Хапусенеб, полулежавший в кресле эбенового дерева с вытянутыми ногами, не пошелохнулся. Целителя охватила жуть. И вдруг воспаленные губы верховного жреца слабо шевельнулись, с трудом облекая звуки в слова:
— Ты силен, как бык, Тети, и ум твой ясен подобно светозарным дланям Ра. Ты одержал победу над Хапусенебом, его первым пророком. Но Амона, царя всех богов, тебе не победить!
— Я владею сияющей кровью Ра! — возразил Тети, не скрывая своего триумфа. — А с ней я сильнее, чем фараон, и могущественнее самого Амона!
Бритоголовые жрецы, прислушивавшиеся к разговору мага и первого пророка, бросились на пол и стали биться лбами о мраморные плиты, будто Тети произнес нечто кощунственное.
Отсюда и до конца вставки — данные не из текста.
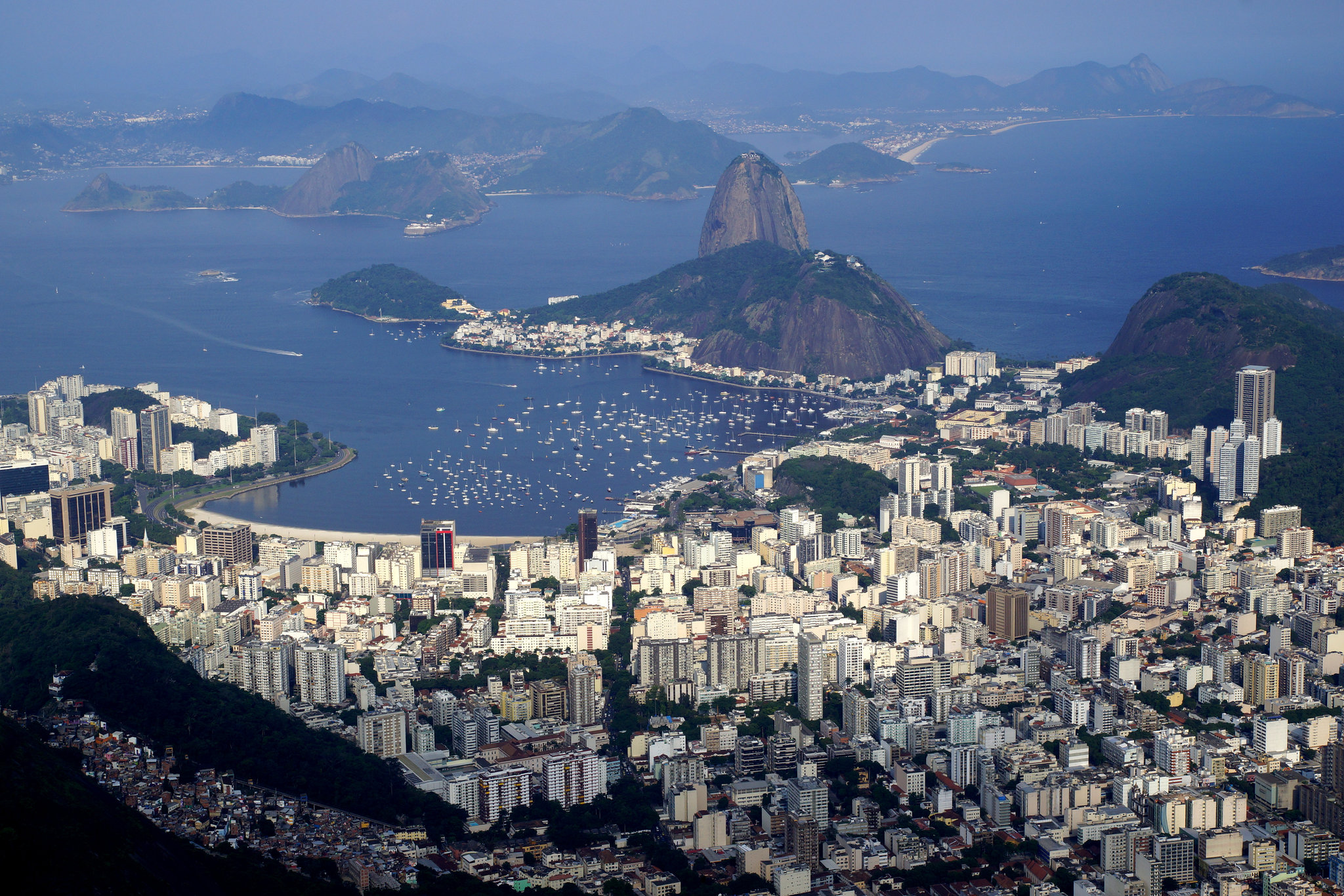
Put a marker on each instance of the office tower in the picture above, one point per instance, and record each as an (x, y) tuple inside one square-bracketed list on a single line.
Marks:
[(1198, 452), (78, 511), (24, 478), (382, 734), (588, 537), (812, 675), (574, 778), (124, 424), (233, 543), (39, 411), (320, 674), (1007, 611), (155, 436), (1254, 397), (665, 660), (437, 543), (582, 695), (1260, 679), (1272, 438)]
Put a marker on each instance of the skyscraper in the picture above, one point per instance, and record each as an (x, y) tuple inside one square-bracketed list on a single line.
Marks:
[(812, 675), (588, 537), (1198, 452), (233, 543), (582, 693), (155, 436), (1254, 397), (78, 511), (320, 672), (1007, 611), (437, 543)]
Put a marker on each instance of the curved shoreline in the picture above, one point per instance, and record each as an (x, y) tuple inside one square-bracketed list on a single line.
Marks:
[(549, 357), (360, 538), (1261, 269)]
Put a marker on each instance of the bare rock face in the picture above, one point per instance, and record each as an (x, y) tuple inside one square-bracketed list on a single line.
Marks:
[(318, 191), (753, 201)]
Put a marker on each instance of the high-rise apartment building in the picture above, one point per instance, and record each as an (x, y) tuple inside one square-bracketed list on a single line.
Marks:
[(155, 436), (574, 778), (79, 510), (588, 537), (24, 478), (812, 676), (437, 543), (1260, 679), (1007, 611), (582, 693), (1254, 397), (320, 674), (382, 734), (230, 542), (665, 660)]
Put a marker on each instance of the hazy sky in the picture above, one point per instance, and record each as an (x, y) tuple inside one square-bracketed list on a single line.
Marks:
[(89, 45)]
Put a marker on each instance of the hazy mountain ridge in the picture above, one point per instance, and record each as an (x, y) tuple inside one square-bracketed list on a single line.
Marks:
[(753, 201), (1089, 87), (760, 305), (1179, 351), (849, 164)]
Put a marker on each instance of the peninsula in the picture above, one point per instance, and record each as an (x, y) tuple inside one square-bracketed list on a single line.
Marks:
[(393, 295), (1314, 264), (425, 188)]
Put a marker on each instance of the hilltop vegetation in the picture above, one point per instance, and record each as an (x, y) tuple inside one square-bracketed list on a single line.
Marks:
[(1314, 264), (759, 305), (104, 193), (639, 153), (133, 682), (387, 291), (849, 164), (64, 834), (1181, 348)]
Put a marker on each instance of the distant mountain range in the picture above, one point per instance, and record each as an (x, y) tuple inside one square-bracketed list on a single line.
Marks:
[(348, 179), (1179, 351), (757, 298), (1090, 87)]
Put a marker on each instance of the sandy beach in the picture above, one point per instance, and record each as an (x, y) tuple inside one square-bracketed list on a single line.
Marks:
[(362, 538)]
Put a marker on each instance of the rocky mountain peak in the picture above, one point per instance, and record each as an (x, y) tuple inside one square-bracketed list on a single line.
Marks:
[(753, 201)]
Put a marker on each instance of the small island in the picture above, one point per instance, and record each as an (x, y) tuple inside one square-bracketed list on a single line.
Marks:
[(393, 295), (846, 164), (1314, 264)]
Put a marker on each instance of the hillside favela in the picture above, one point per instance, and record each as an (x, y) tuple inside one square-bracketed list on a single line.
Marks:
[(719, 452)]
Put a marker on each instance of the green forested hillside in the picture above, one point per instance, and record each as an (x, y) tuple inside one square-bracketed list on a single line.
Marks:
[(1181, 348), (61, 833), (849, 164), (387, 291), (135, 683)]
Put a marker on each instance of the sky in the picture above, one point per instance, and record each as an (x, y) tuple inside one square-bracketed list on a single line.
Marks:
[(152, 49)]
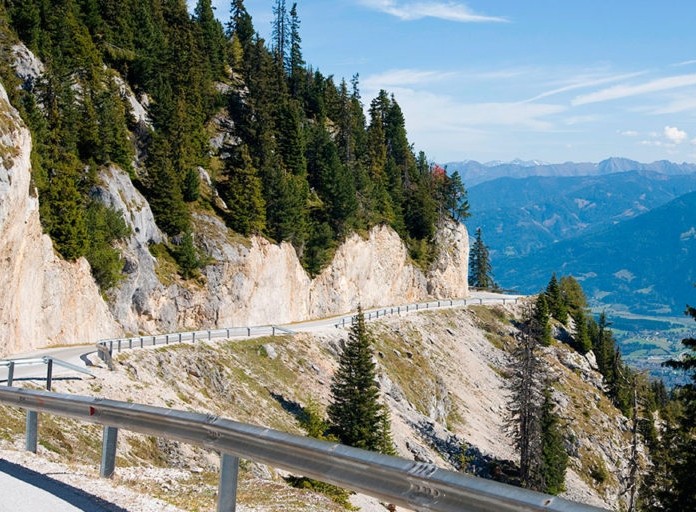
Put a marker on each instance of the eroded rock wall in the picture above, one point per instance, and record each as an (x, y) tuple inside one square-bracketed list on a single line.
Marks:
[(43, 299), (46, 300)]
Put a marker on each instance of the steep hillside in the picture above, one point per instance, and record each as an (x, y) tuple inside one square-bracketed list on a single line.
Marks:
[(521, 216), (43, 297), (474, 173), (241, 281), (644, 264), (443, 375)]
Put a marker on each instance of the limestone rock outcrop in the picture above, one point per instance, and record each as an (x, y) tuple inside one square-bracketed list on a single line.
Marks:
[(244, 281), (44, 299)]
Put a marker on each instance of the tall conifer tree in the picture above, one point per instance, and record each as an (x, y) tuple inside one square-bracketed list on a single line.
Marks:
[(480, 269), (356, 414)]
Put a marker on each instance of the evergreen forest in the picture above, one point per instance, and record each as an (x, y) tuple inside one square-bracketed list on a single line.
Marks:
[(303, 162)]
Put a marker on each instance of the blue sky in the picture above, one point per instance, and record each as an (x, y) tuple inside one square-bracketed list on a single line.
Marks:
[(550, 80)]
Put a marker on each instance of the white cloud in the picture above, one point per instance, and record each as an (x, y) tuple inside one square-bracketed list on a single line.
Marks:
[(677, 105), (402, 77), (675, 135), (684, 63), (583, 82), (451, 11), (427, 111), (625, 91)]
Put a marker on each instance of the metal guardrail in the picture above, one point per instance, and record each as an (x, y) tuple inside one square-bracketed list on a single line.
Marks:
[(49, 361), (403, 482), (106, 348), (421, 306)]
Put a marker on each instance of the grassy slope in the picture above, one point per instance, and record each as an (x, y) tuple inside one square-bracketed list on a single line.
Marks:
[(441, 370)]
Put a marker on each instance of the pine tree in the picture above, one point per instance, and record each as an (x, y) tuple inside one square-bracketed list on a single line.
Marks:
[(357, 417), (480, 269), (212, 37), (241, 189), (294, 64), (187, 256), (240, 24), (556, 301), (583, 343), (454, 197), (541, 325), (524, 419), (555, 457), (678, 457), (281, 34)]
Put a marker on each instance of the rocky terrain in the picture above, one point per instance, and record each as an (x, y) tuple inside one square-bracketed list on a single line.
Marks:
[(443, 375), (244, 282)]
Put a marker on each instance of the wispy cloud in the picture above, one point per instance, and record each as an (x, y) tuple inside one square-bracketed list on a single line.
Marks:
[(451, 11), (403, 77), (583, 82), (675, 135), (684, 63), (625, 91), (677, 105)]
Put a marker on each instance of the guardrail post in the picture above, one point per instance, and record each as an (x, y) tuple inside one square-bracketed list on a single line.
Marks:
[(108, 452), (49, 374), (32, 431), (227, 488)]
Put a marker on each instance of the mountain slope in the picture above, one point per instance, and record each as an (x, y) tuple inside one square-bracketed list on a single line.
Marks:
[(474, 173), (519, 216), (645, 263), (442, 374)]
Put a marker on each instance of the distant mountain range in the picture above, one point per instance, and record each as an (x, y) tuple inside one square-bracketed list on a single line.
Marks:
[(646, 264), (473, 172), (630, 237), (521, 215)]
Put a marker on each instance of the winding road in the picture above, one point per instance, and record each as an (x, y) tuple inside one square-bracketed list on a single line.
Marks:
[(78, 354)]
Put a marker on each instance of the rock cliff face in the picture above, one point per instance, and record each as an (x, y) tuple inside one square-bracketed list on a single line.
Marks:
[(246, 282), (43, 299)]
А целитель почти перешел на крик:
— Вы можете наслать на меня убийц, поджечь мой дом, пока я сплю, но тогда тайна крови Ра навсегда останется нераскрытой, ибо лишь один человек знает, где хранится формула жидкого света. И человек этот стоит перед вами!
Хапусенеб прохрипел:
— Твое желание мне известно, маг. Будь уверен, мы сделаем все, чтобы услужить тебе и устранить фараона. Но царь сейчас в расцвете сил, и сторонников у него больше, чем прежде. Ты должен иметь терпение.
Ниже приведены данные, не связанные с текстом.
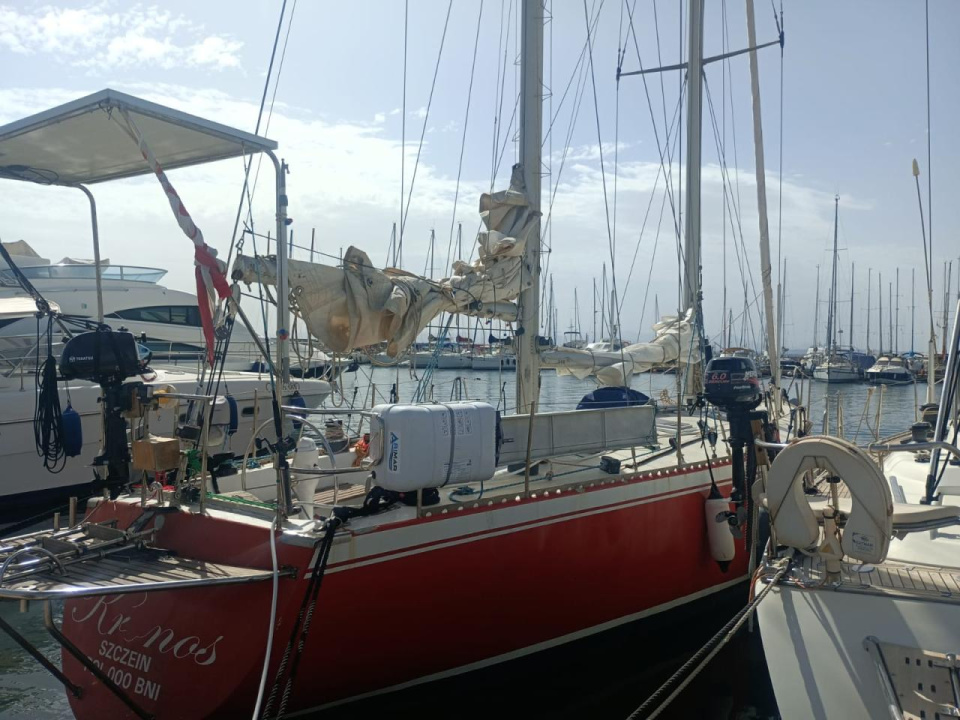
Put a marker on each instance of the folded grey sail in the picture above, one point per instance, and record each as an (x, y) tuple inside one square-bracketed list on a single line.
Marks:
[(674, 344), (358, 305)]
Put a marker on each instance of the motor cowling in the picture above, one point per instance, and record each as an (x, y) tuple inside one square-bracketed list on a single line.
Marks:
[(100, 356)]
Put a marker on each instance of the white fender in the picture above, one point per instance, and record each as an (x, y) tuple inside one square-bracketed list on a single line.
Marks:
[(305, 456), (866, 535), (722, 547)]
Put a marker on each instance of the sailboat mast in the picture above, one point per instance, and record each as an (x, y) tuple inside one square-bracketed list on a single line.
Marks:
[(283, 290), (890, 315), (896, 322), (913, 304), (880, 311), (947, 282), (773, 344), (832, 312), (869, 287), (594, 335), (816, 313), (531, 102), (603, 300), (781, 306), (691, 275), (853, 277)]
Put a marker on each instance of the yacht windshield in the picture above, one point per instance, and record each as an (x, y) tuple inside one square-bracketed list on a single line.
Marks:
[(88, 272)]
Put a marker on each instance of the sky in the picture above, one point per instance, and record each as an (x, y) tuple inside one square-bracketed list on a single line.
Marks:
[(349, 121)]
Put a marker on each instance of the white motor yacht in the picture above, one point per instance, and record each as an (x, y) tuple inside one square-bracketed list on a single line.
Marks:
[(836, 370), (166, 321)]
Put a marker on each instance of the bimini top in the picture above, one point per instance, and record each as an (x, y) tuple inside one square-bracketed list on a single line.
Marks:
[(85, 142)]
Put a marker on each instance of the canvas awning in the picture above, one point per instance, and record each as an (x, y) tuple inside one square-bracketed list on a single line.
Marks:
[(16, 308), (79, 142)]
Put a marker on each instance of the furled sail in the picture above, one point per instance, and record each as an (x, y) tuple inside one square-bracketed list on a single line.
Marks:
[(675, 344), (358, 305)]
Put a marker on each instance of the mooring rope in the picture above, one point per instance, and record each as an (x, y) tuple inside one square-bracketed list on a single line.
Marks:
[(690, 669)]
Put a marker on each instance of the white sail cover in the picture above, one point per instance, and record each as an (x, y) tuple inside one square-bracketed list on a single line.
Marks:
[(358, 305), (675, 344)]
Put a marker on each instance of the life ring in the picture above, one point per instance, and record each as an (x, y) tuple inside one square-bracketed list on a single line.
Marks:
[(869, 526)]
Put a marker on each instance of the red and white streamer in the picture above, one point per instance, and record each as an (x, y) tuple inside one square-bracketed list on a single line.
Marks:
[(210, 272)]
— Терпение, терпение! — фыркнул Тети и топнул ногой. — Терпение — добродетель слабых. Я же силен, как бык. Я хочу стать фараоном и буду им. Именем Амона, которое для вас свято.
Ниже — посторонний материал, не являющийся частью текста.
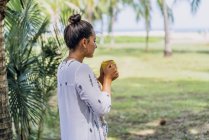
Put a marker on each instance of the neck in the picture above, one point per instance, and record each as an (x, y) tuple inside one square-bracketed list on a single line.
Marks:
[(75, 55)]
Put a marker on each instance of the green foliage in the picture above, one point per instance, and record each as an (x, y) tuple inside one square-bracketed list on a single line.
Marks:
[(29, 74)]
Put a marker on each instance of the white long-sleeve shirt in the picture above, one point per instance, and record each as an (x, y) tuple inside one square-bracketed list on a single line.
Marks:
[(81, 102)]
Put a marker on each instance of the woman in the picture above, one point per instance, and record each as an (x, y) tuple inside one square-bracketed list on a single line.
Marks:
[(81, 101)]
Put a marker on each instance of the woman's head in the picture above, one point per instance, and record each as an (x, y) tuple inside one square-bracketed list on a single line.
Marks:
[(80, 33)]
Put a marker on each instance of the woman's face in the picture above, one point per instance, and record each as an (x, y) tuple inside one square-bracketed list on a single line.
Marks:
[(91, 45)]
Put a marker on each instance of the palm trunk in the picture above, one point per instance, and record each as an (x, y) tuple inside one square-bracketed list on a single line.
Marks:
[(5, 119), (110, 26), (102, 34), (147, 37), (167, 49)]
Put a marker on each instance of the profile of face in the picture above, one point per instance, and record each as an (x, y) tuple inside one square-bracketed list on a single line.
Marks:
[(90, 46)]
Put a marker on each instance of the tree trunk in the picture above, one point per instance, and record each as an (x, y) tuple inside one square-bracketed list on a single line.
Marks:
[(101, 30), (167, 49), (110, 25), (147, 37), (5, 119)]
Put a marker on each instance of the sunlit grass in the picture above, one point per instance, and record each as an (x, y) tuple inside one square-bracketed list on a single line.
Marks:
[(151, 88)]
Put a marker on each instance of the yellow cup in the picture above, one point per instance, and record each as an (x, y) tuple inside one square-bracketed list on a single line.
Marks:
[(105, 63)]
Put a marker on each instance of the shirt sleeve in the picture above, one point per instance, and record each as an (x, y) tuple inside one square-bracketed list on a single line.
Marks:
[(90, 92)]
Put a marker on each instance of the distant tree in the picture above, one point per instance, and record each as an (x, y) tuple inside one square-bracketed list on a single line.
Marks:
[(143, 9), (167, 14)]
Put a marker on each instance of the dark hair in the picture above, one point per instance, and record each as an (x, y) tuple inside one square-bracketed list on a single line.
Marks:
[(76, 30)]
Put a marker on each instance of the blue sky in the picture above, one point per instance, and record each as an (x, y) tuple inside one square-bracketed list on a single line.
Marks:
[(183, 19)]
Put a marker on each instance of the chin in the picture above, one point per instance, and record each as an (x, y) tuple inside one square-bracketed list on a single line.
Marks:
[(90, 56)]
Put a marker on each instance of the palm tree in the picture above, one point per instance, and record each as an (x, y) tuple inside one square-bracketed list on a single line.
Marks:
[(143, 9), (167, 15), (167, 48), (24, 25), (195, 5), (5, 119)]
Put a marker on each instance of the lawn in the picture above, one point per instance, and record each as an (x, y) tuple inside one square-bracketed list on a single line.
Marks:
[(155, 98)]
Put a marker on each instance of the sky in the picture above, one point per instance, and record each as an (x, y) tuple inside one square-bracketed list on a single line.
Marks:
[(183, 18)]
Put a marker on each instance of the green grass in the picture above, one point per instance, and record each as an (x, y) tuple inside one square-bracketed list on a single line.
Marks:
[(152, 88)]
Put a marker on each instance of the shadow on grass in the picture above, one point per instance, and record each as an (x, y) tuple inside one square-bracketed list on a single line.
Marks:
[(137, 51), (159, 110), (188, 126)]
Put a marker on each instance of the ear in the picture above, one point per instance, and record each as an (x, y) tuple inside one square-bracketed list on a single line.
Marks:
[(84, 42)]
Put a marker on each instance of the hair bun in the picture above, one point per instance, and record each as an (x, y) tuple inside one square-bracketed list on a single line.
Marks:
[(74, 19)]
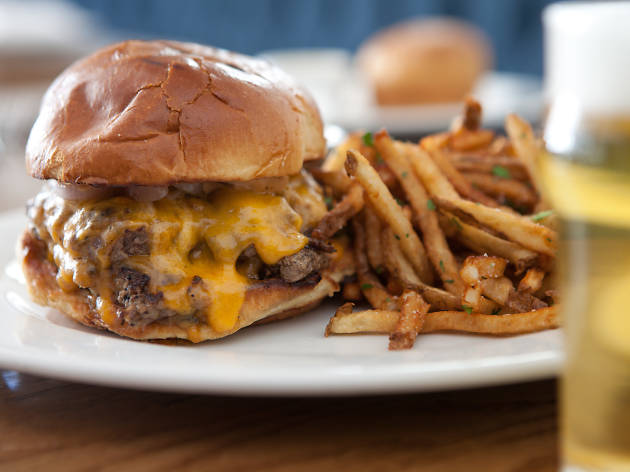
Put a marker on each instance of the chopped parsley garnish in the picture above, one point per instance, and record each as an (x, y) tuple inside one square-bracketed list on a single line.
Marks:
[(502, 172), (541, 215), (368, 139)]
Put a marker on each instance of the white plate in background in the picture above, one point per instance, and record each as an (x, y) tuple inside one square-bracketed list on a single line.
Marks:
[(345, 98), (291, 357)]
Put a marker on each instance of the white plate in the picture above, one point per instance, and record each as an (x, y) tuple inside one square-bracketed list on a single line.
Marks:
[(286, 358), (345, 98)]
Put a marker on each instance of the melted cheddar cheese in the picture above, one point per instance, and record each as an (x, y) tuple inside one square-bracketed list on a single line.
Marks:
[(193, 242)]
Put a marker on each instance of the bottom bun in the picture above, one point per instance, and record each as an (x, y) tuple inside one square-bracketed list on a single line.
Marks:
[(268, 300)]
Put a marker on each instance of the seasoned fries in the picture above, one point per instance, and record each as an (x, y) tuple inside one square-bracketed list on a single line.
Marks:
[(484, 247), (437, 248), (387, 208), (517, 228), (335, 219), (369, 283), (413, 309), (384, 321)]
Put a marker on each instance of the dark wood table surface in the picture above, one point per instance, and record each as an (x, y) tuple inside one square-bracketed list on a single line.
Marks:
[(54, 425)]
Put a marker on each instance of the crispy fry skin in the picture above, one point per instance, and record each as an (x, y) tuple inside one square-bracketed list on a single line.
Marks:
[(413, 310), (384, 321), (351, 291), (389, 211), (461, 184), (374, 246), (483, 242), (517, 228), (400, 268), (532, 280), (369, 284), (437, 248), (335, 219), (451, 186), (527, 149), (466, 140), (434, 181), (476, 268), (515, 191), (473, 163)]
— Дай нам срок до месяца фармути, когда закончится сев. До той поры утечет много воды в Ниле.
Лекарь кишечника фараона был срочно вызван во дворец: нутро его величества разрывалось подобно полю под плугом крестьянина. Когда лекарь явился, он нашел Тутмоса на его ложе. Царь лежал, скрючившись от боли, и прижимал обе руки к животу.
Лекарь вынул из шкатулки, принесенной с собой, разные настои трав и микстуры, затем в пузатом стеклянном сосуде смешал их и, получив зеленовато-желтый раствор, влил его в рот трясущегося фараона. Тутмос начал потихоньку успокаиваться.
— Поведай нам, лекарь кишечника фараона, какой злой дух вселился в кишки царя? — вкрадчиво осведомился Минхотеп, управитель царского дома и начальник церемоний.
Врач жестом попросил управителя, а также присутствующих здесь дворцовых чиновников и слуг набраться терпения и вытянутыми пальцами начал прощупывать живот фараона. Каждый раз, когда он нажимал на определенную точку, царь извивался от боли.